Microsoft gibt in Deutschlandbei Firmensoftware Gas Umsatz soll sich binnen drei Jahren vervierfachen – Konzern ist auf Partnersuche
Microsoft gibt in Deutschland bei Firmensoftware Gas

Der Softwareriese Microsoft will in Deutschland den Umsatz mit Unternehmenssoftware innerhalb der "nächsten drei Jahre vervierfachen". Das sagte Microsoft-Deutschland-Chef Jürgen Gallmann dem Handelsblatt.

FRANKFURT/M. Wie hoch die Umsatzlatte für die „Microsoft Business Solutions“ in Zahlen liegt, wollte Gallmann nicht beziffern. Doch werde es in Deutschland nur wenige Anbieter geben, die in diesem Bereich vergleichbare Umsätze machen werden, kündigte Gallmann an. Ähnlich ambitionierte Pläne bestehen seiner Aussage zufolge für Frankreich und Großbritannien.

Microsoft-Chef Steve Ballmer hat jährliche Investitionen in die Sparte in Höhe von 850 Mill. Dollar angekündigt und das Ziel bekräftigt, Marktführer für Unternehmenssoftware werden zu wollen. Im Gegensatz zu SAP wird sich Microsoft zunächst auf den Markt für kleine und mittelgroße Unternehmen konzentrieren. Eine Bedrohung bedeutet das vor allen Dingen für Hunderte von regionalen Softwareunternehmen, die den Mittelstand mit teilweise individuellen ERP-Lösungen beliefern.

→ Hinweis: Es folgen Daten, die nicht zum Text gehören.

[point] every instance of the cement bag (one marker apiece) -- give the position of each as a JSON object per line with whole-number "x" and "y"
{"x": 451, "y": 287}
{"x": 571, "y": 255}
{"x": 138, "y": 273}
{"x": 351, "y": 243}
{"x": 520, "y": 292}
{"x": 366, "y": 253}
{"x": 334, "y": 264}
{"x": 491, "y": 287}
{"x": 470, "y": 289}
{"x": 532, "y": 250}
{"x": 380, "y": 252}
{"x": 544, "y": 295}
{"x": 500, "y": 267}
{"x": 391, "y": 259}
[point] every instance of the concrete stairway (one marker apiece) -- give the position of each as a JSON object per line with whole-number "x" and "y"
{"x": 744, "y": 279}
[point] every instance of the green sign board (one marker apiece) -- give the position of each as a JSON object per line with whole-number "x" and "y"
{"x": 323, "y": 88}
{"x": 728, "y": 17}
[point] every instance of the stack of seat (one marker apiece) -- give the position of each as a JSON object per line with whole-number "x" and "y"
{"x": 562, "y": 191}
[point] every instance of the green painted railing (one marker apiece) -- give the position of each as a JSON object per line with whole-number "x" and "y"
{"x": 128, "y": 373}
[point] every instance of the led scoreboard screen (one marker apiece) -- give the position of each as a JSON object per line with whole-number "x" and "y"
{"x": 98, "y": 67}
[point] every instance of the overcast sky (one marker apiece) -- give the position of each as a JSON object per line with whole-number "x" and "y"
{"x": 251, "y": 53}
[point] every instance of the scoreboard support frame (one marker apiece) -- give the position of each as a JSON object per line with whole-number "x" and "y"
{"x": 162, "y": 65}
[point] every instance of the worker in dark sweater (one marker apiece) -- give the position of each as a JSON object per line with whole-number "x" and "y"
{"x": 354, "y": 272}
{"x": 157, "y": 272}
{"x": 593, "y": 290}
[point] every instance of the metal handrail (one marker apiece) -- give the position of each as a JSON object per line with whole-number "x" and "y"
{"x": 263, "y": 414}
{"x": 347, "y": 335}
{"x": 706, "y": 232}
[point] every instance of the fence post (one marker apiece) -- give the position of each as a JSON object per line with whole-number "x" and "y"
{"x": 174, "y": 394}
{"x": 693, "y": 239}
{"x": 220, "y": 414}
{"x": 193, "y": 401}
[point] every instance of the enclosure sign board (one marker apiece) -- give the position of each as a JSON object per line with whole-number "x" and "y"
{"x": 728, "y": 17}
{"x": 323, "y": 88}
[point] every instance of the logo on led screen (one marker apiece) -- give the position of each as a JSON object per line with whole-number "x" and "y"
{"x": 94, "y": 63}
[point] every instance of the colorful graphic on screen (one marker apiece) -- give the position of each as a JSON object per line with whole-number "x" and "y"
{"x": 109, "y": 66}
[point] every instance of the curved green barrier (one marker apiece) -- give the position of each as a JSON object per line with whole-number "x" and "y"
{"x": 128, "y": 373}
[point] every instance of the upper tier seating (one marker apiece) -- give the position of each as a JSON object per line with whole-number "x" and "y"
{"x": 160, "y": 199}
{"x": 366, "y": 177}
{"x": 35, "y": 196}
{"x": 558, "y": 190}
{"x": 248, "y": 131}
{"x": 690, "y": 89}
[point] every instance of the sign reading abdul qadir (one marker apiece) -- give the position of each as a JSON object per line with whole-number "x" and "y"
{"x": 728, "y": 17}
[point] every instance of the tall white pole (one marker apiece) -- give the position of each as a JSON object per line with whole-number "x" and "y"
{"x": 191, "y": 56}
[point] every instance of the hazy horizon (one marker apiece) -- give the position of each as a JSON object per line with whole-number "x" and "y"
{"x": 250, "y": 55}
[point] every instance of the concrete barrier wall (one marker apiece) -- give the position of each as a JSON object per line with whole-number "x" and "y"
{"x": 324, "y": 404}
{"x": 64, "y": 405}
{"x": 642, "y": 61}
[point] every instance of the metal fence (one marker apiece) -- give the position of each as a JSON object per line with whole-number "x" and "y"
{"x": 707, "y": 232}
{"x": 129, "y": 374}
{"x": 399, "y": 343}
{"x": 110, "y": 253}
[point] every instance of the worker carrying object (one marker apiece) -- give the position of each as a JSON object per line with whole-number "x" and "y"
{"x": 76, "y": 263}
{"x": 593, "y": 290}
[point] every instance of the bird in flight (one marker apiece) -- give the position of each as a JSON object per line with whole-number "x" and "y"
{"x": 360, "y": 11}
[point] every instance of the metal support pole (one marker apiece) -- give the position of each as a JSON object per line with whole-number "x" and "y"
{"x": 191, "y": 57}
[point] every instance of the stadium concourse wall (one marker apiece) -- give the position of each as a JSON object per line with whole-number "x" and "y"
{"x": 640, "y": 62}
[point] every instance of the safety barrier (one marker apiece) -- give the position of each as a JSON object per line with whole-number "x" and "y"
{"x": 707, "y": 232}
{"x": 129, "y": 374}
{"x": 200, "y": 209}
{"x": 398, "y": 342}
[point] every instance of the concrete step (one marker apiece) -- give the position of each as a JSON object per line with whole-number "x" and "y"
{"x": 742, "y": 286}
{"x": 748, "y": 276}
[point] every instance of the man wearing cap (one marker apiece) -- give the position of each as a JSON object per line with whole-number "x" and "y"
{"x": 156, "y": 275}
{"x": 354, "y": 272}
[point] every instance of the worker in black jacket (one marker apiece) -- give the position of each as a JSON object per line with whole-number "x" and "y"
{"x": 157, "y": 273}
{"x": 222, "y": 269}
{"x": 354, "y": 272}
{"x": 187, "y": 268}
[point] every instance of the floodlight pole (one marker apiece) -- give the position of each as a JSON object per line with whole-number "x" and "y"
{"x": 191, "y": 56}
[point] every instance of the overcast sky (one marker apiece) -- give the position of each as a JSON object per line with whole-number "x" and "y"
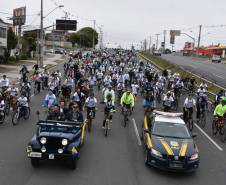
{"x": 127, "y": 22}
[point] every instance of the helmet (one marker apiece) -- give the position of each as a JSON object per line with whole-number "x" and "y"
{"x": 109, "y": 96}
{"x": 224, "y": 99}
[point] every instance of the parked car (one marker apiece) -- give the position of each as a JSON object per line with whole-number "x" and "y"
{"x": 56, "y": 140}
{"x": 157, "y": 53}
{"x": 216, "y": 58}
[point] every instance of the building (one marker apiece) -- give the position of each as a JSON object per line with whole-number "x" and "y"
{"x": 3, "y": 37}
{"x": 57, "y": 39}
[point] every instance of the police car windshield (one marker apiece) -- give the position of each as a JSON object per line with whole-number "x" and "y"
{"x": 166, "y": 129}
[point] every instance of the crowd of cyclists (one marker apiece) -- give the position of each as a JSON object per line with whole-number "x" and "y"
{"x": 120, "y": 76}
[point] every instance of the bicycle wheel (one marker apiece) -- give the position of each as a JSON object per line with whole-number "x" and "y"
{"x": 203, "y": 120}
{"x": 125, "y": 120}
{"x": 222, "y": 133}
{"x": 15, "y": 117}
{"x": 2, "y": 117}
{"x": 7, "y": 108}
{"x": 89, "y": 124}
{"x": 214, "y": 128}
{"x": 190, "y": 124}
{"x": 26, "y": 113}
{"x": 106, "y": 128}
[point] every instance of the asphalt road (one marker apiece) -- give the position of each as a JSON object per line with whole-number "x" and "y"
{"x": 115, "y": 160}
{"x": 212, "y": 71}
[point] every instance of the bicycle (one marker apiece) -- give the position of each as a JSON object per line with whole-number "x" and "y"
{"x": 189, "y": 121}
{"x": 202, "y": 119}
{"x": 19, "y": 113}
{"x": 2, "y": 114}
{"x": 218, "y": 126}
{"x": 89, "y": 119}
{"x": 126, "y": 113}
{"x": 107, "y": 122}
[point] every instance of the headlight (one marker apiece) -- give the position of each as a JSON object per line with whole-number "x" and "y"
{"x": 194, "y": 157}
{"x": 43, "y": 140}
{"x": 156, "y": 153}
{"x": 64, "y": 142}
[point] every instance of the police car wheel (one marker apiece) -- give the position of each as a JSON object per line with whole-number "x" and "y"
{"x": 73, "y": 163}
{"x": 146, "y": 157}
{"x": 34, "y": 162}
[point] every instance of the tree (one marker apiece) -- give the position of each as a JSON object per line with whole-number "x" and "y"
{"x": 74, "y": 38}
{"x": 11, "y": 43}
{"x": 86, "y": 37}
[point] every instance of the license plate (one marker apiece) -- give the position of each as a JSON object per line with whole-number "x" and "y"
{"x": 35, "y": 154}
{"x": 175, "y": 165}
{"x": 51, "y": 156}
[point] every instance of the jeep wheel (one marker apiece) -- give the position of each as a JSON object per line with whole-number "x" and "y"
{"x": 34, "y": 162}
{"x": 73, "y": 163}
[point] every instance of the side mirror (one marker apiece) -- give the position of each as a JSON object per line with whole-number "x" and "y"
{"x": 194, "y": 135}
{"x": 146, "y": 130}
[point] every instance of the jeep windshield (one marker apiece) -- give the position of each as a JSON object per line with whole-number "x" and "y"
{"x": 166, "y": 129}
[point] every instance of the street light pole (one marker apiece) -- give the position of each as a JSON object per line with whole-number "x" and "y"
{"x": 41, "y": 36}
{"x": 94, "y": 25}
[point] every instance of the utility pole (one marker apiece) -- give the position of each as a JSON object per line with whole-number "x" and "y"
{"x": 41, "y": 36}
{"x": 150, "y": 44}
{"x": 94, "y": 25}
{"x": 157, "y": 40}
{"x": 200, "y": 32}
{"x": 164, "y": 47}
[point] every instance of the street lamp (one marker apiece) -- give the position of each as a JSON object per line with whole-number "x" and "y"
{"x": 60, "y": 6}
{"x": 190, "y": 37}
{"x": 41, "y": 31}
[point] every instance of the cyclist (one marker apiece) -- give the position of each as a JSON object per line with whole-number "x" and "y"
{"x": 4, "y": 82}
{"x": 37, "y": 79}
{"x": 75, "y": 114}
{"x": 109, "y": 106}
{"x": 127, "y": 100}
{"x": 202, "y": 105}
{"x": 90, "y": 104}
{"x": 50, "y": 99}
{"x": 168, "y": 102}
{"x": 24, "y": 72}
{"x": 149, "y": 102}
{"x": 220, "y": 109}
{"x": 23, "y": 103}
{"x": 189, "y": 106}
{"x": 109, "y": 90}
{"x": 135, "y": 89}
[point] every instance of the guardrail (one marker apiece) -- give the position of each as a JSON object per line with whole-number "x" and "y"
{"x": 201, "y": 78}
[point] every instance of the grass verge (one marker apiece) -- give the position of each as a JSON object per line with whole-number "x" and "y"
{"x": 164, "y": 64}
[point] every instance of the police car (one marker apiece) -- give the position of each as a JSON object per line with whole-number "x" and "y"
{"x": 56, "y": 140}
{"x": 168, "y": 143}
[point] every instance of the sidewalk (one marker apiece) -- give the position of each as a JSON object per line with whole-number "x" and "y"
{"x": 12, "y": 71}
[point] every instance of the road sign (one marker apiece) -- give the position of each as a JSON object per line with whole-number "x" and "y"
{"x": 19, "y": 16}
{"x": 172, "y": 39}
{"x": 66, "y": 25}
{"x": 175, "y": 32}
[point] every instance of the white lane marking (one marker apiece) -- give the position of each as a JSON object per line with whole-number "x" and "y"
{"x": 218, "y": 76}
{"x": 210, "y": 139}
{"x": 136, "y": 132}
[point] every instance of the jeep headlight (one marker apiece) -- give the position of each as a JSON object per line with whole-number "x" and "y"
{"x": 64, "y": 142}
{"x": 43, "y": 140}
{"x": 156, "y": 153}
{"x": 194, "y": 157}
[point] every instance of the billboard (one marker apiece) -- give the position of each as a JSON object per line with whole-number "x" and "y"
{"x": 19, "y": 16}
{"x": 175, "y": 32}
{"x": 189, "y": 46}
{"x": 66, "y": 25}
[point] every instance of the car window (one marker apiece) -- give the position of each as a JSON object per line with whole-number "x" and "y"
{"x": 166, "y": 129}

Doch die Wettbewerber aus dem Großkundenbereich wie Peoplesoft und SAP wollen in diesem Markt ebenfalls auf Kundenjagd gehen. Denn im Gegensatz zum immer stärker gesättigten Softwaremarkt für Großunternehmen verspricht der Mittelstand lukratives Wachstum. Peoplesoft hat sich im vergangen Jahr den auf Mittelstandskunden spezialisierten Anbieter J.D. Edwards einverleibt, SAP versucht mit seiner Softwarelösung „Business One“ im Mittelstand zu punkten.

Um schlagkräftiger zu werden will Microsoft die Zahl der Partner, die mit Microsoft-Technologie Branchenlösungen entwickeln, von derzeit 300 weiter aufstocken. Allerdings knirscht es zwischen dem Softwareriesen und seinen Partnern. Viele Systemhäuser sind besorgt, inwieweit Microsoft bei seiner Expansionsdrang selbst zum Lösungsanbieter werden könnte und dadurch zwangsläufig zum Konkurrenten. Diese Unsicherheit will vor allem IBM nutzen, um Microsoft Partner abspenstig zu machen. IBM ist im Bereich der Software und Technologie für die Verwaltung von Computernetzen der größte Konkurrent von Microsoft und ist aus dem Geschäft mit Anwendungsprogrammen genau wegen dieses Konflikts vor Jahren ausgestiegen.